ExampleHostedChatBot / ChatAssessmentAnalysis.py
AjithKSenthil's picture
Upload 5 files
d2e169c verified
# ChatAssessmentAnalysis.py
# Purpose: Script for analyzing chat data using machine learning models, including training, validation, and testing.
import pandas as pd
import numpy as np
import pickle
import xgboost as xgb
from sklearn.multioutput import MultiOutputRegressor
from sklearn.model_selection import train_test_split
from sklearn.metrics import mean_squared_error, mean_absolute_error
# Read your data file
datafile_path = "data/chat_transcripts_with_features.csv" # Update this path as necessary
df = pd.read_csv(datafile_path)
# Convert embeddings to numpy arrays
df['embedding'] = df['embedding'].apply(lambda x: np.array([float(num) for num in x.strip('[]').split(',')]))
# Define features (X) and labels (y) - Adjust column names as per your dataset
X = np.array(df['embedding'].tolist())
y = df[['score1', 'score2', 'score3']].values # Replace with your actual score columns
# Split data into training, validation, and testing sets
X_train, X_val_test, y_train, y_val_test = train_test_split(X, y, test_size=0.3, random_state=42)
X_val, X_test, y_val, y_test = train_test_split(X_val_test, y_val_test, test_size=0.5, random_state=42)
# Train the regression model
# Note: You can replace XGBRegressor with any other regression model as per your requirement.
# For instance, you might use RandomForestRegressor or a neural network model from Keras.
xg_reg = xgb.XGBRegressor(objective='reg:squarederror', colsample_bytree=0.3, learning_rate=0.05, max_depth=4, alpha=0, lam=0.5, n_estimators=200)
multioutput_reg = MultiOutputRegressor(xg_reg)

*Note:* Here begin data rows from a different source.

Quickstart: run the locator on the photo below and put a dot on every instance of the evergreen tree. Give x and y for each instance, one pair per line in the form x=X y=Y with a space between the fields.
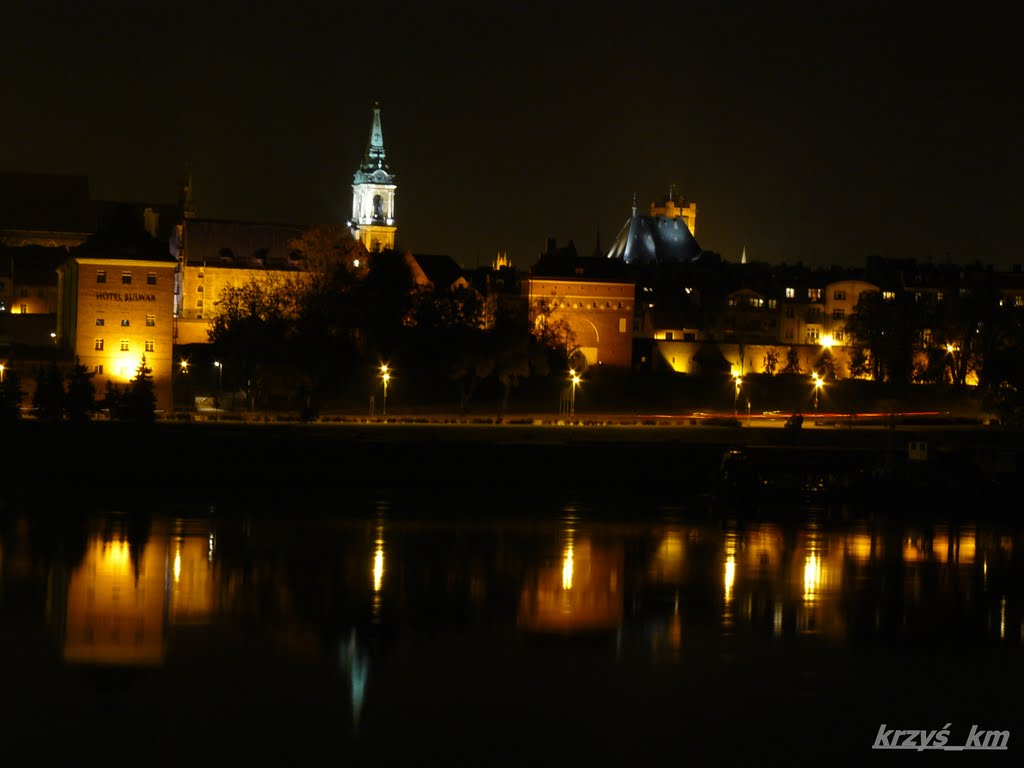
x=792 y=361
x=11 y=395
x=140 y=399
x=113 y=400
x=47 y=400
x=80 y=401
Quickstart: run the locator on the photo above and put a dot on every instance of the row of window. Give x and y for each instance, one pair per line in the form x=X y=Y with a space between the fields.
x=151 y=278
x=151 y=321
x=98 y=345
x=814 y=294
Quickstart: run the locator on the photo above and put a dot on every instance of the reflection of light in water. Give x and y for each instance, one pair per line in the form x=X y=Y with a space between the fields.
x=730 y=576
x=858 y=547
x=353 y=660
x=729 y=579
x=379 y=560
x=567 y=567
x=116 y=554
x=812 y=577
x=378 y=567
x=730 y=565
x=378 y=572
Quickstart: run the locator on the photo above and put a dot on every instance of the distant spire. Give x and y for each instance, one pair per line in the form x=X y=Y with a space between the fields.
x=374 y=159
x=184 y=197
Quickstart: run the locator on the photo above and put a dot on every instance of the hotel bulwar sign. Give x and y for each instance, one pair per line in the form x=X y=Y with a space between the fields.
x=125 y=297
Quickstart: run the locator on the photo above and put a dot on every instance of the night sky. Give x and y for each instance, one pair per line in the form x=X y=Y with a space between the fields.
x=803 y=133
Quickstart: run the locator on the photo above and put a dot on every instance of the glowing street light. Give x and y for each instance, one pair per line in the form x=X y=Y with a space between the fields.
x=385 y=378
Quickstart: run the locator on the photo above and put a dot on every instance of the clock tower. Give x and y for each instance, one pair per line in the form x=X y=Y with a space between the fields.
x=373 y=195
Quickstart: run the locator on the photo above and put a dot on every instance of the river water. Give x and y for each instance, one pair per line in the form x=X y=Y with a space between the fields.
x=384 y=629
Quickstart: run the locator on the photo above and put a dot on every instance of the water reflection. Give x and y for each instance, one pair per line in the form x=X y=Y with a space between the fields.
x=411 y=600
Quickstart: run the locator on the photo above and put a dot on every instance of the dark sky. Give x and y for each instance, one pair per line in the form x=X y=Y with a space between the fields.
x=818 y=132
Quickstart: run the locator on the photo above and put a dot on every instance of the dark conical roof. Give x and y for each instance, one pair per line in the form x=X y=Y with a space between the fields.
x=123 y=238
x=654 y=240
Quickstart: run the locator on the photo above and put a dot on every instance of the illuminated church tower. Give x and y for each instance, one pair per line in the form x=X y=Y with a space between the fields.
x=373 y=195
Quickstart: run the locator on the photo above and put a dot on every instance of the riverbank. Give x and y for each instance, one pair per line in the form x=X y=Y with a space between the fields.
x=477 y=463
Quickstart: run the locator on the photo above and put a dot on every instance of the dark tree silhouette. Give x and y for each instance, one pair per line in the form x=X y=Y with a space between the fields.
x=47 y=400
x=140 y=399
x=11 y=395
x=80 y=401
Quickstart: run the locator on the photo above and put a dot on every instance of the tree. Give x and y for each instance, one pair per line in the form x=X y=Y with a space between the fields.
x=859 y=365
x=887 y=329
x=825 y=365
x=80 y=401
x=113 y=400
x=140 y=399
x=792 y=361
x=11 y=395
x=47 y=400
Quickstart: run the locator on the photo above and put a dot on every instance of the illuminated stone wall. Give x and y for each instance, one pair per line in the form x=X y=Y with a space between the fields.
x=599 y=313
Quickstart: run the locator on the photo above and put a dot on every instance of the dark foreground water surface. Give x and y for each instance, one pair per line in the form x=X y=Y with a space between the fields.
x=369 y=631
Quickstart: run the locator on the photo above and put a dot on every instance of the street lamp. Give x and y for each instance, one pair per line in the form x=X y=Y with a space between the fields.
x=385 y=378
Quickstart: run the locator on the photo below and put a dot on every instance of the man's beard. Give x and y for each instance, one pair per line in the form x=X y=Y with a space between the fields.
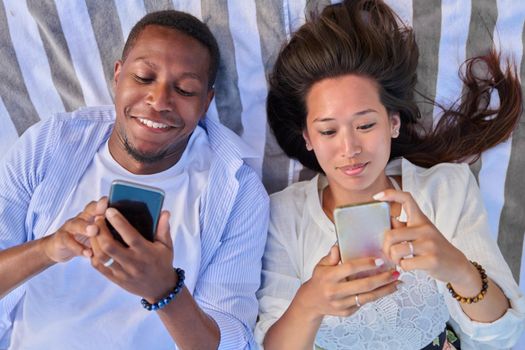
x=143 y=157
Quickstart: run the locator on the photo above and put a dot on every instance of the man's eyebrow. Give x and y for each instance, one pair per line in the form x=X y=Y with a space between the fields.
x=154 y=67
x=357 y=114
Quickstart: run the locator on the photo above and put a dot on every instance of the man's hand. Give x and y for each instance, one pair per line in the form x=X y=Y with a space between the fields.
x=72 y=239
x=145 y=268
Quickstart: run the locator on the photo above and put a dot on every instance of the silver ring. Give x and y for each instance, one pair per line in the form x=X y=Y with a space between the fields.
x=357 y=303
x=109 y=262
x=411 y=246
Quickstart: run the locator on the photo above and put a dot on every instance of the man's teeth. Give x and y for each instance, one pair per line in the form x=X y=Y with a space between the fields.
x=152 y=124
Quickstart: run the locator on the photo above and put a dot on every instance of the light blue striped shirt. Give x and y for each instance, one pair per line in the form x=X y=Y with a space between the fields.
x=50 y=158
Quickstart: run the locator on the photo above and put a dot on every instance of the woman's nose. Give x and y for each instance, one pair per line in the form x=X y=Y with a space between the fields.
x=351 y=146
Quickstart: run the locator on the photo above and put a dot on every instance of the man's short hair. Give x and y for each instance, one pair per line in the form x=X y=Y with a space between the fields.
x=184 y=23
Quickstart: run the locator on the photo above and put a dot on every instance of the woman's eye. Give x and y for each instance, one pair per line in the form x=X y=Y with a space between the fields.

multioutput_reg.fit(X_train, y_train)
# Save the trained model
model_filename = 'trained_model.pkl'
with open(model_filename, 'wb') as file:
pickle.dump(multioutput_reg, file)
print(f"Model trained and saved as {model_filename}")
# Validate the model
# Note: You can use other metrics for validation based on your specific needs.
# For instance, you might consider using precision, recall, F1-score, or ROC-AUC for classification tasks.
val_preds = multioutput_reg.predict(X_val)
val_mse = mean_squared_error(y_val, val_preds)
val_mae = mean_absolute_error(y_val, val_preds)
print(f"Validation MSE: {val_mse:.2f}, Validation MAE: {val_mae:.2f}")
# Test the model
test_preds = multioutput_reg.predict(X_test)
test_mse = mean_squared_error(y_test, test_preds)
test_mae = mean_absolute_error(y_test, test_preds)
print(f"Test MSE: {test_mse:.2f}, Test MAE: {test_mae:.2f}")
# Note to Users:
# - Make sure to adjust the data paths and column names to match your dataset.
# - Feel free to experiment with different machine learning models and parameters to find the best fit for your data.
# - The trained model can be used to make predictions on new chat transcript data.
# - Consider re-training the model periodically with new data to keep it updated and improve its accuracy.